Впечатление произвел гнетущее, ошеломительное, все молчали, опустив глаза: как можно людей объявлять предателями столь огульно, чохом да еще заранее. Шелгунов испытал то же самое, что несколько дней назад, когда его хлобыстнули по физиономии, воспоминание было почти физическим, и, чего прежде не случалось, он вскочил, опрокинув табурет, дернул себя за бородку так, словно вцеплялся в Точисского, заговорил негаданно – для себя и для всех остальных, – гладко и складно, будто все предвидел загодя и приготовил речь.
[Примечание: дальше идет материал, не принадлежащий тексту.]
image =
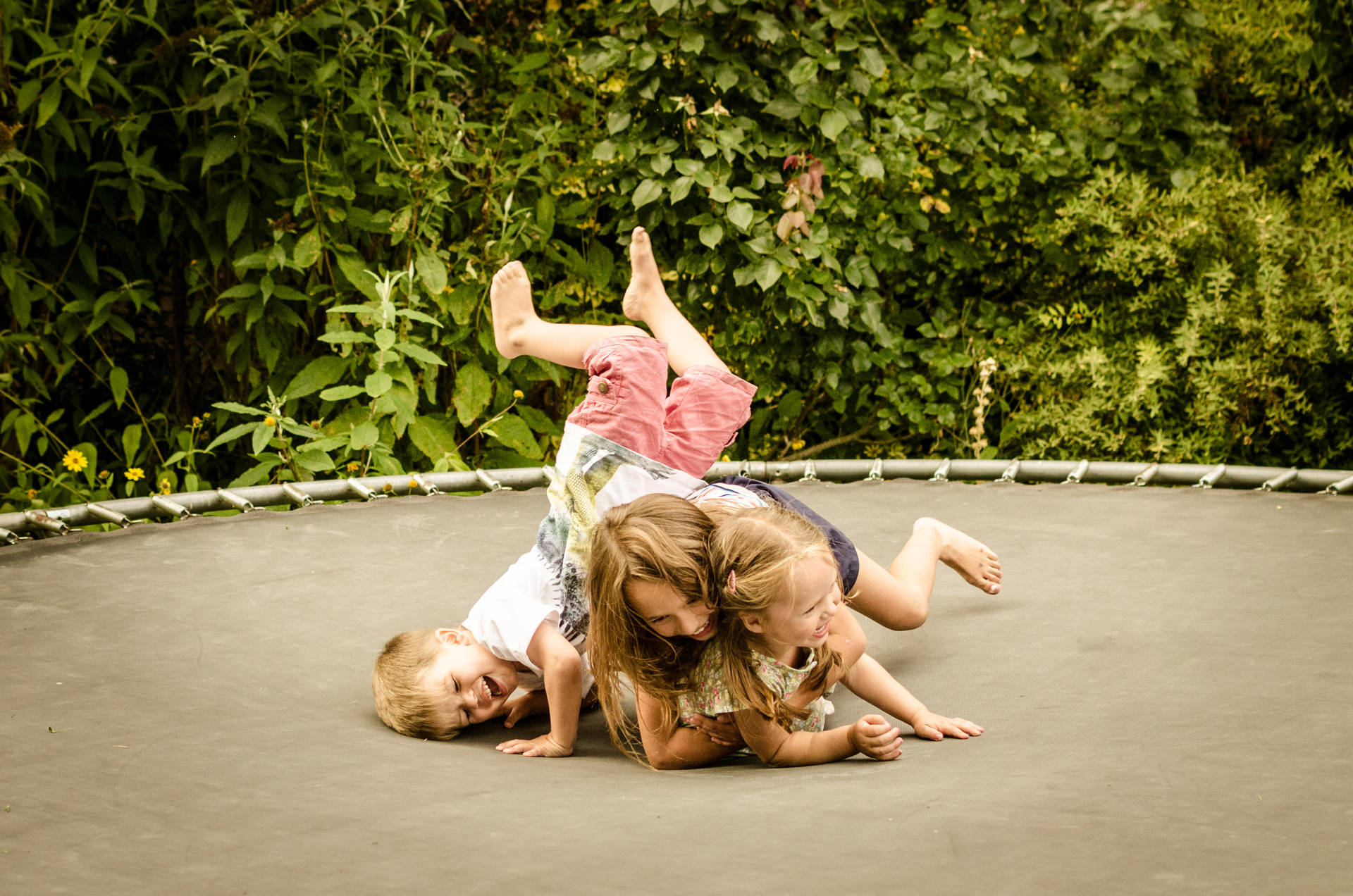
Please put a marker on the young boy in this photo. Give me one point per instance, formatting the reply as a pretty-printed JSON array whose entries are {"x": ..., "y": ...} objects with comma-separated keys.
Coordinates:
[{"x": 629, "y": 436}]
«Я слыхал, – выпалил он, – что на военных советах первым дают слово младшему по чину и по годам, так вот я и скажу первым. Ты, Павел, других предателями считаешь, винишь без вины – по какому праву? А если тебя в подозрение взять? Если я скажу, что ты с подлой целью в рабочие перерядился? Ты-то сам – дворянский сынок, полковничий, да еще из каких полковников, известно, из тюремных. Понравится тебе, ежели тебя таким вот манером? А то, что предлагаешь – это и есть предательство, потому как рабочий к учению, к свету стремится, а ты норовишь нас такой возможности лишить. Ты же сам принес листовку, где речь Петра Алексеева, там что про интеллигенцию сказано, ты забыл? Прочитать? Наизусть помню…»
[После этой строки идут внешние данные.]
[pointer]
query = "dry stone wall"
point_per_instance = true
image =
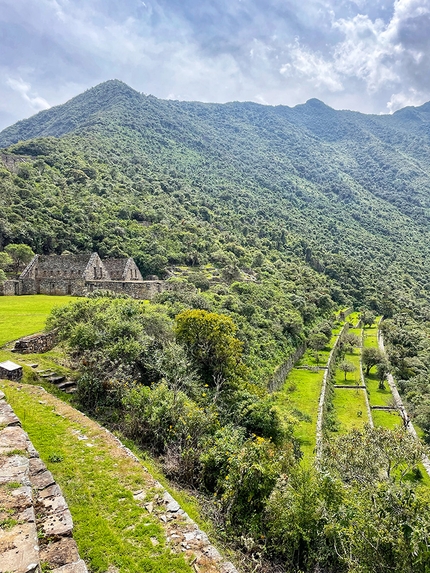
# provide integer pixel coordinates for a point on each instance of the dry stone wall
(31, 503)
(36, 343)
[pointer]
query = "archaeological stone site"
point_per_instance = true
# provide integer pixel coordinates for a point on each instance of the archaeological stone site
(80, 274)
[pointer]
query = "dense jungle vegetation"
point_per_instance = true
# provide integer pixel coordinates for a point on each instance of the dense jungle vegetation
(265, 220)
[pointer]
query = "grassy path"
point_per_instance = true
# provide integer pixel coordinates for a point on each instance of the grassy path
(379, 396)
(349, 405)
(113, 530)
(23, 315)
(301, 392)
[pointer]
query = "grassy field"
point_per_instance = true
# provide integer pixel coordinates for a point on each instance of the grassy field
(349, 406)
(300, 395)
(112, 531)
(350, 409)
(23, 315)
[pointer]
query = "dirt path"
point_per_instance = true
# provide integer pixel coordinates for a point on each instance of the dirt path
(400, 406)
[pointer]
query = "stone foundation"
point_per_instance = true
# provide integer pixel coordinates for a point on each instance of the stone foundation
(36, 343)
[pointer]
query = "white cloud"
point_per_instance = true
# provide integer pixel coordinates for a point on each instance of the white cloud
(312, 66)
(36, 102)
(406, 98)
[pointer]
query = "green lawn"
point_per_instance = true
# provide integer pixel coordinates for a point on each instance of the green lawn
(23, 315)
(377, 397)
(350, 409)
(113, 532)
(386, 419)
(300, 395)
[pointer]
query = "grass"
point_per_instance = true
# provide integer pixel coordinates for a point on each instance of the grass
(386, 419)
(377, 397)
(300, 395)
(23, 315)
(97, 480)
(350, 409)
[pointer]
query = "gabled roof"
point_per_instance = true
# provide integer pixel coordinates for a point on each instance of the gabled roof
(55, 263)
(116, 268)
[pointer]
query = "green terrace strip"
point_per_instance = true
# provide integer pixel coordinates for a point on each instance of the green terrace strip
(300, 395)
(378, 396)
(112, 530)
(24, 315)
(349, 408)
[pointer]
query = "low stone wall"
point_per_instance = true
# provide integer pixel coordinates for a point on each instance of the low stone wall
(322, 405)
(9, 288)
(139, 290)
(36, 343)
(30, 498)
(284, 369)
(80, 287)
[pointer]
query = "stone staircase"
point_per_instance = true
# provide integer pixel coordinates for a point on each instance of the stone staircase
(35, 522)
(59, 380)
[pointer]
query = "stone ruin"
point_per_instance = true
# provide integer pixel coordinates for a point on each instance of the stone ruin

Все по-прежнему помалкивали, Василий же шпарил без всякого удержу, в осознании своей правоты и в упоении собственной смелостью, своим умом, в наслаждении тем, как ниспровергает вчерашнего кумира. Он обводил всех победным взором и где-то краешком сознания ловил: почему не глядят и в его сторону, он-то чем провинился?
«Ишь, заговорил, как валаамова…» – бросил Точисский, домолвить не успел, когда, шарахнув по столу кулачищем, бешеным басовым шепотом перебил Тимофеев: «Не смей, Павел Варфоломеевич, не смей так про Васю!»
Тут всех прорвало, понесло. Шелгунов забыл, что пора бы и сесть. Говорили враз, трудно было понять, кто про что, кто за кого, что к чему. Неожиданно весь этот гвалт перекрыло сильным, явственно по-мефистофельски нарочитым хохотом.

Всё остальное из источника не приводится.